To support the programme the HART project developed a number of specialist MIRVs (Mobile Incident Response Vehicles) which operate in sets of three (the Forward Command Unit, plus a reconnaissance unit and an equipment carrier).  In total there will be fifteen teams deployed within England and two within Scotland.  The Forward Command Units feature Excelerate Technology’s advanced command, communications, data, video and coordination technologies for supporting paramedics in high-risk, high-pressure situations, such as CBRN attacks and rescuing casualties alongside fire and rescue and police service personnel in collapsed buildings and tunnels.

The Forward Command Vehicles’ integrated communications, data, voice and video technologies were specifically prototyped, developed and tested for over a year by Excelerate in collaboration with the Department of Health and the Ambulance Service, to ensure the technologies used matched their exact requirements. This process was designed to explore options for providing command teams with the optimum combination of rapidly deployable communications, data access and live video infrastructure where none previously exists (or if existing infrastructure has been compromised and requires additional resilience).

Internal vehicle layout and positioning of screens, communications systems and computers were all trialled to achieve the best possible use of space for command vehicle crews and commanders working under high pressure.

Where required, technology was specifically designed and integrated for operational requirements, such as the PBX intercom solution and the digital dashboard for simple yet effective communications and monitoring of on-board systems.

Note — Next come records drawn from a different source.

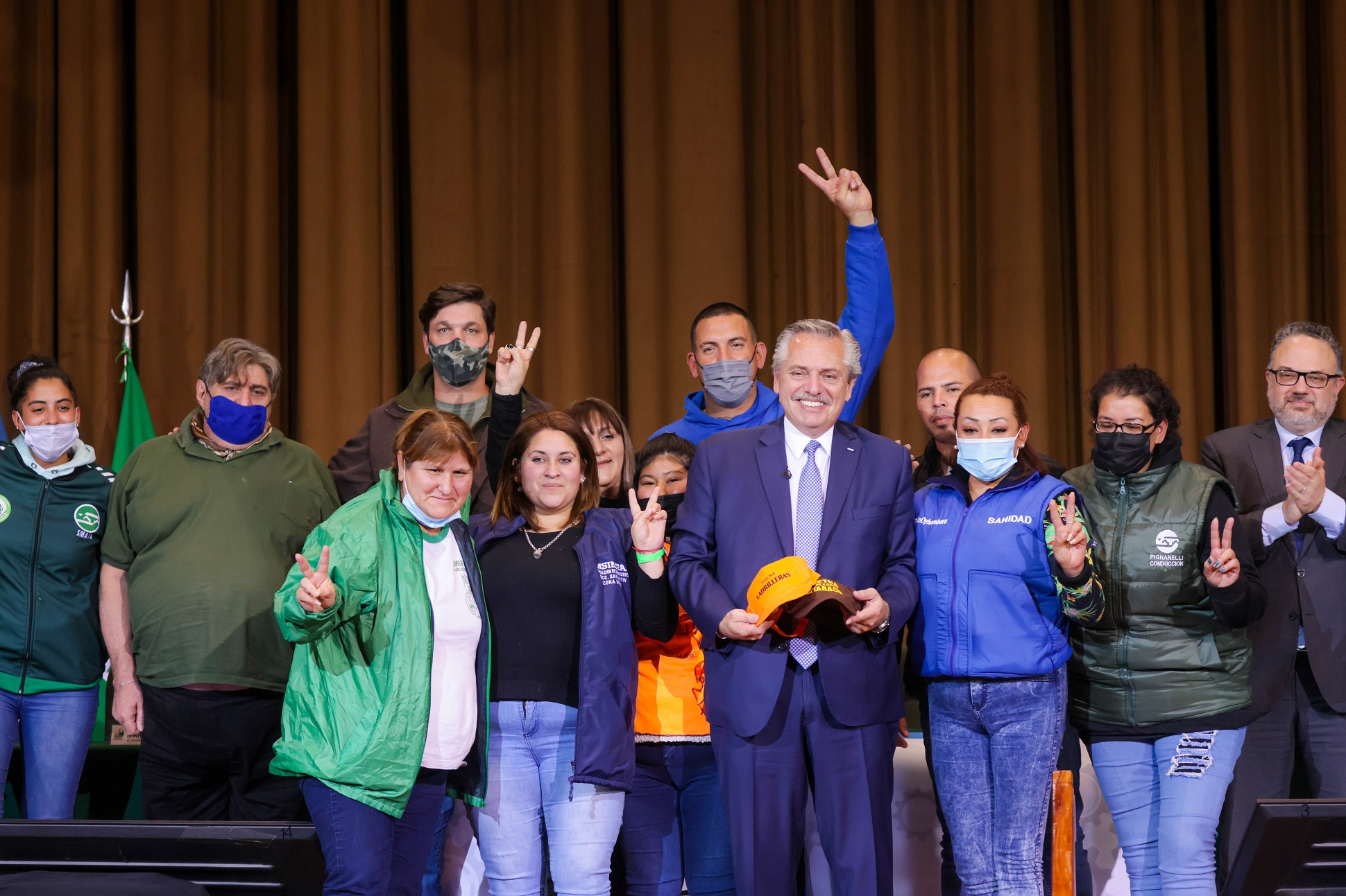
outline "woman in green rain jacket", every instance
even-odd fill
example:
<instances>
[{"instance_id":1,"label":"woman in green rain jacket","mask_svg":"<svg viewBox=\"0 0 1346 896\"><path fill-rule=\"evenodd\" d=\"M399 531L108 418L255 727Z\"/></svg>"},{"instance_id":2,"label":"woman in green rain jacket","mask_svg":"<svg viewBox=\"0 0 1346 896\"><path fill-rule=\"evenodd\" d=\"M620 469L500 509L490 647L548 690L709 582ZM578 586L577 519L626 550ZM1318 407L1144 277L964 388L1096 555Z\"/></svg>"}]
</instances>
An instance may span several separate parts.
<instances>
[{"instance_id":1,"label":"woman in green rain jacket","mask_svg":"<svg viewBox=\"0 0 1346 896\"><path fill-rule=\"evenodd\" d=\"M304 778L323 892L419 893L446 790L486 794L490 626L460 511L476 444L419 410L397 468L314 529L276 592L297 644L271 770Z\"/></svg>"}]
</instances>

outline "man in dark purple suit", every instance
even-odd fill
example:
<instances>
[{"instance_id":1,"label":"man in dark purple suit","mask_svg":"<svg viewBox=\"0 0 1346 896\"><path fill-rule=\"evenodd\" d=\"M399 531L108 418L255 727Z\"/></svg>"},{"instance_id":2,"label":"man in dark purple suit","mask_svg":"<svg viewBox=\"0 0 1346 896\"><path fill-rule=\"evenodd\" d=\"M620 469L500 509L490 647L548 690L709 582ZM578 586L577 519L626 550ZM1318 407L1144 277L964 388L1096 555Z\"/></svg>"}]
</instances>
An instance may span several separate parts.
<instances>
[{"instance_id":1,"label":"man in dark purple suit","mask_svg":"<svg viewBox=\"0 0 1346 896\"><path fill-rule=\"evenodd\" d=\"M705 710L740 895L795 888L808 790L835 892L892 892L892 752L903 718L896 632L915 608L906 448L841 408L860 347L790 324L771 370L785 417L701 443L673 534L673 589L704 632ZM855 588L785 638L747 611L762 566L800 556Z\"/></svg>"}]
</instances>

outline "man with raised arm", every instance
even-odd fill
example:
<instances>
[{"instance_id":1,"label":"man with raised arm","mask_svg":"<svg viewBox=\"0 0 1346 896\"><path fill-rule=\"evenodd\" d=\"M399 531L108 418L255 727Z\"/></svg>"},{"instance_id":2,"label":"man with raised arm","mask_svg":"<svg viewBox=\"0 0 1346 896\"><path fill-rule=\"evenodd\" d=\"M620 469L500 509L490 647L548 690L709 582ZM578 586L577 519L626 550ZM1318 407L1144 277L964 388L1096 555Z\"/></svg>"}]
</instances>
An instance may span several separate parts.
<instances>
[{"instance_id":1,"label":"man with raised arm","mask_svg":"<svg viewBox=\"0 0 1346 896\"><path fill-rule=\"evenodd\" d=\"M800 171L832 200L851 225L845 244L847 305L837 326L860 344L860 375L841 420L855 420L860 402L879 373L883 352L892 339L896 313L892 308L892 277L888 253L874 218L874 196L855 171L832 167L818 148L825 176L800 163ZM654 436L672 432L690 443L731 429L760 426L781 418L781 401L758 371L766 365L766 343L759 342L748 312L728 301L707 305L692 320L692 350L686 366L701 387L688 394L686 413Z\"/></svg>"}]
</instances>

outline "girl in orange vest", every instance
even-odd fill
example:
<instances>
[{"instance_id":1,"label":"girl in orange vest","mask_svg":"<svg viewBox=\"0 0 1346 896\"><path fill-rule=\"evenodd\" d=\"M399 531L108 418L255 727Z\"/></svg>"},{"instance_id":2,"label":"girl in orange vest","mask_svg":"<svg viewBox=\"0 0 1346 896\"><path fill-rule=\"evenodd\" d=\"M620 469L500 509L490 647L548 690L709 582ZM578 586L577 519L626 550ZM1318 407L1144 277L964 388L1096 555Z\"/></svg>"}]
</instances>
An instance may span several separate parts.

Satellite broadband is one of the key technologies at the heart of this approach to improving single and multi-agency emergency management. It is the only effective type of solution available for delivering enough guaranteed bandwidth anywhere to run an increasing number of voice, data and video applications.

RapidNet Private GSM is also available for maintaining communications with field-based personnel when service from the main network providers is unavailable. The solution provides full, stand alone backup GSM telecoms capacity, thereby eliminating the risk of a repetition of the communications problems experienced following the 7/7 bombings in London, when networks overloaded by public usage collapsed. Private GSM enables secure and private access away from normal terrestrial networks, eliminating problems caused by congestion, security breaches and unavailability. For added resilience the HART units also have 3G Failover, to cover any eventuality should any of the systems fail.

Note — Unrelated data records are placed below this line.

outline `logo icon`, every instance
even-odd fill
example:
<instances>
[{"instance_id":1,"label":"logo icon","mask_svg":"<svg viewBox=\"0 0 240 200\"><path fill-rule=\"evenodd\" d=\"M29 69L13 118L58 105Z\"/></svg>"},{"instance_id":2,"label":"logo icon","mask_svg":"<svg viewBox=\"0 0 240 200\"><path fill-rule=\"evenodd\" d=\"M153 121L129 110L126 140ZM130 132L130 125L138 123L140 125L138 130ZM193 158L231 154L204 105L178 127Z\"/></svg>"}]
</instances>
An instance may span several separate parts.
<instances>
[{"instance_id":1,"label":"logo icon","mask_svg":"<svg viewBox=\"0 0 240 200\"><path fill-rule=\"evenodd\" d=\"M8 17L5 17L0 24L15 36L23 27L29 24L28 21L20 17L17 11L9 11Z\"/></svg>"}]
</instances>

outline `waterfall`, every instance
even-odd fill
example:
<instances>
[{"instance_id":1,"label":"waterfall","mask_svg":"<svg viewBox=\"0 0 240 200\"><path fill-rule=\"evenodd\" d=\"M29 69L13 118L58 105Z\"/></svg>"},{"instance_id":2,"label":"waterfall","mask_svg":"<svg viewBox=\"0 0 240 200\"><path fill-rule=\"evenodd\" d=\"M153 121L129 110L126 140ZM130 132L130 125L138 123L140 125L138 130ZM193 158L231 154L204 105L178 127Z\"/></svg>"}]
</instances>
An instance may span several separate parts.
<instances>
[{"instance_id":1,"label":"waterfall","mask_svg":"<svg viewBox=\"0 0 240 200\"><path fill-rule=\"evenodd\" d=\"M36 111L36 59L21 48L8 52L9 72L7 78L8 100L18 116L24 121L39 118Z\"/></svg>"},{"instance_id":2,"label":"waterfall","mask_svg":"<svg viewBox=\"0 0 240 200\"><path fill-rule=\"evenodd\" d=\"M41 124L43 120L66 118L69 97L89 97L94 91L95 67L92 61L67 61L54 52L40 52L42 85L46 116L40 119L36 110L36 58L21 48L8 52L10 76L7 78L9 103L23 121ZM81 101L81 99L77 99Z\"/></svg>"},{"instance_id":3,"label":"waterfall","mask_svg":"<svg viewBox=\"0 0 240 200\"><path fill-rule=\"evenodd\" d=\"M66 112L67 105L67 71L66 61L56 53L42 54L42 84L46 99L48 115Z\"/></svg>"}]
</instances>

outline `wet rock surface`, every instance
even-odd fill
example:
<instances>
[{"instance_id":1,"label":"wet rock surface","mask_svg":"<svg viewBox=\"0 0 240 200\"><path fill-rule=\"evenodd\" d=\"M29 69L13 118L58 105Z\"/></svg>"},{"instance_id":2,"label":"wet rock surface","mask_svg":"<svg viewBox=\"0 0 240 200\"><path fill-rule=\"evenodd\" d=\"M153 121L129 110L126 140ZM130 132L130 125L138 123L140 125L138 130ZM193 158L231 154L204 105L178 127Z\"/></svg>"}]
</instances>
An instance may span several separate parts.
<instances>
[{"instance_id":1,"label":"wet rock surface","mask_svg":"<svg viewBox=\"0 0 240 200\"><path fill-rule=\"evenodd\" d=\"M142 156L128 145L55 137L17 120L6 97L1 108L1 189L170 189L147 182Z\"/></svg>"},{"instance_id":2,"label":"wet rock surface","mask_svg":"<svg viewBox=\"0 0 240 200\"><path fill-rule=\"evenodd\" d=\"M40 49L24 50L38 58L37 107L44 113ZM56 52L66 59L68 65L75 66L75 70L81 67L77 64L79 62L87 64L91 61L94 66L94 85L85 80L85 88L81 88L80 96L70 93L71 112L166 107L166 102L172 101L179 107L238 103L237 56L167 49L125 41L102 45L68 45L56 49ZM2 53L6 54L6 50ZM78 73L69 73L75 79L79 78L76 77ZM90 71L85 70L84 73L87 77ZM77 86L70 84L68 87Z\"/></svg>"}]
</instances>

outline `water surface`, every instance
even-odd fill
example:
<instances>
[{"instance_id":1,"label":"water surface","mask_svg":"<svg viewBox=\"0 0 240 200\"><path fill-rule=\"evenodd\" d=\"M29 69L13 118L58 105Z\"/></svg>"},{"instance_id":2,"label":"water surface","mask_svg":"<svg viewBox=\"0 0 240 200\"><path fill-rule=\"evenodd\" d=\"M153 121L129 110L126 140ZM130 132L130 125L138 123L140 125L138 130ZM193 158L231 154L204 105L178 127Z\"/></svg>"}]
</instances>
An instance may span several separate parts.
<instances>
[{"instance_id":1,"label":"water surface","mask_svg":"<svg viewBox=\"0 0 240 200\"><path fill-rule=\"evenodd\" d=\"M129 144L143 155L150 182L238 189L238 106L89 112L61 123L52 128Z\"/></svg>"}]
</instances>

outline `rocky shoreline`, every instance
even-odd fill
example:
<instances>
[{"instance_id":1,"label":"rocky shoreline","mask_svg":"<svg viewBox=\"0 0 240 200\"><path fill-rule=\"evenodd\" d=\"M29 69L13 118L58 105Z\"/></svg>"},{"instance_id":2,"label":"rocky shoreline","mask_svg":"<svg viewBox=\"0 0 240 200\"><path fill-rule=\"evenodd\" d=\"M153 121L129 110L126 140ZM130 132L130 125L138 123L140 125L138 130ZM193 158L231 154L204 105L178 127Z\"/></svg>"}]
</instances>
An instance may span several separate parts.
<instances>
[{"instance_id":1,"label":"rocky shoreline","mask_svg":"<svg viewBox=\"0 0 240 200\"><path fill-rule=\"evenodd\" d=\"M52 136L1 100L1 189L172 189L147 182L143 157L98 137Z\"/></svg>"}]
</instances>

When all three MIRVs from each HART team are positioned together they can create a wireless MESH network for enhanced communications, which can then be extended with Excelerate’s wireless nodes, giving field personnel the ability to operate using ruggedised laptops and other wireless devices within a secure area.

COFDM body-worn cameras can also be deployed by HART personnel, allowing real time, on-the-spot video streams of an incident (even within building collapses and tunnel and underground incidents) to be viewed by commanders in the Forward Command Vehicle and on hand-held devices, as well as being streamed back to the control room via satellite broadband.

Driving the acquisition of all this new technology have been command objectives such as the clearly identified need for emergency service personnel to receive maximum command and communications support for doing their life saving work efficiently, for personnel to be deployed using safe systems of work, and for the establishment and sharing of a Common Operational Picture across a joined-up, digital incident ground, for both single and multi-agency incidents (see adjacent graphic).

With this powerful combination of communications, data, video and incident management technologies, HART crews around the UK can be assured that they are at the cutting edge of advanced emergency management – worldwide.